Some people want a T&R not so much for the good of the sport but because they love a juicy scandal. Nothing would interest them more than for it to be dragged out over weeks and ideally around the same time of the Tour de France. Some people have become obsessed with the subject of drugs in cycling. Yet these self same people will watch other sports without raising so much as an eyebrow. You can see why Cavendish is also saying that other sports need to do something ... why should it be cycling that is doing everything? An element exists on the likes of Twitter or comment sections of cycling related websites who care little for the sport itself but get off hardcore on the subject of doping in cycling. It’s pathetic and it's what could ultimately drag down any potential good in a T&R session.

As a cycling fan first and foremost, the last thing I want to see is another scandal for the sake of another scandal. Not because I would prefer to ignore it, but because I don’t quite see the gain of going looking for it?

Heading into 2014 there's so much to look forward to in the sport.

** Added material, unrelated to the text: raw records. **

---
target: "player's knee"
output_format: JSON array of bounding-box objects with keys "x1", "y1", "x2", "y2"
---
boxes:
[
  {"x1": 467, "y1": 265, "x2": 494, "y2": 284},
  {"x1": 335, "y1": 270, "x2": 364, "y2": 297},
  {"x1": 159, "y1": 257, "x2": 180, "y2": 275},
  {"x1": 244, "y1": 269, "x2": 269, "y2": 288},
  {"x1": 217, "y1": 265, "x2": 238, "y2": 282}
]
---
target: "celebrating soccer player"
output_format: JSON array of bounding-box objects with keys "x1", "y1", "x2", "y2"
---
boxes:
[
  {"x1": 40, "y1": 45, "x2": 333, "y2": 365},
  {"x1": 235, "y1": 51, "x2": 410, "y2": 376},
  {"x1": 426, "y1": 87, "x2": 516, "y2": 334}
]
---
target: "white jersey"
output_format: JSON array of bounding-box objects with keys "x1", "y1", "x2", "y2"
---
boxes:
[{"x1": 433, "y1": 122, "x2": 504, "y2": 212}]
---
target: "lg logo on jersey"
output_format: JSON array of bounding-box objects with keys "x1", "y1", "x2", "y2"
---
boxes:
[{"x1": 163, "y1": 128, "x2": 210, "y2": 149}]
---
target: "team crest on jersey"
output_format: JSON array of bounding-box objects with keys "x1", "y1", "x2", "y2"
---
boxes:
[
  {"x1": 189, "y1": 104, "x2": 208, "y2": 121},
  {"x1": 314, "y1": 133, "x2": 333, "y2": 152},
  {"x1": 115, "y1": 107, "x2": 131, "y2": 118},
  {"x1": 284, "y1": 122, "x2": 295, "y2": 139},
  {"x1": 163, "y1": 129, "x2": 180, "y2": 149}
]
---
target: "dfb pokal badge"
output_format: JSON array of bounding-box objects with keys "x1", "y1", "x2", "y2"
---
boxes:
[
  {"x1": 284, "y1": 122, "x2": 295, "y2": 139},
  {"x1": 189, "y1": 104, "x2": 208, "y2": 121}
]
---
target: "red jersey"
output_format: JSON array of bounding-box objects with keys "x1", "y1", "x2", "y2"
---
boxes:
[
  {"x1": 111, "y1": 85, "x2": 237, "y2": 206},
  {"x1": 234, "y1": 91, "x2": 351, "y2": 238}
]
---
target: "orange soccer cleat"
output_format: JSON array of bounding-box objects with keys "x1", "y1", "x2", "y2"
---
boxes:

It's time to enjoy the racing like we can enjoy our other sports, to allow it to entertain us as it so often has this past season, and to let the anti-doping control worry about catching the cheats. If the last decade has taught us anything it's that more often than not if you're cheating, you'll eventually get found out.

Yes, feel free to question what you see now and going forward, but don't let it dominate your enjoyment of the sport. Truth and Reconciliation of cycling's history is all well and good in theory if it ultimately draws a line in the sand allowing us to move on, but what it's more likely to do is leave some with more questions unanswered and leave those seeking a cycling scandal with more wood on their bat with which to beat the sport. Cycling is a beautiful sport that brings so much more than just drug stories and scandalous speculation, and now more than ever it should be treated as such.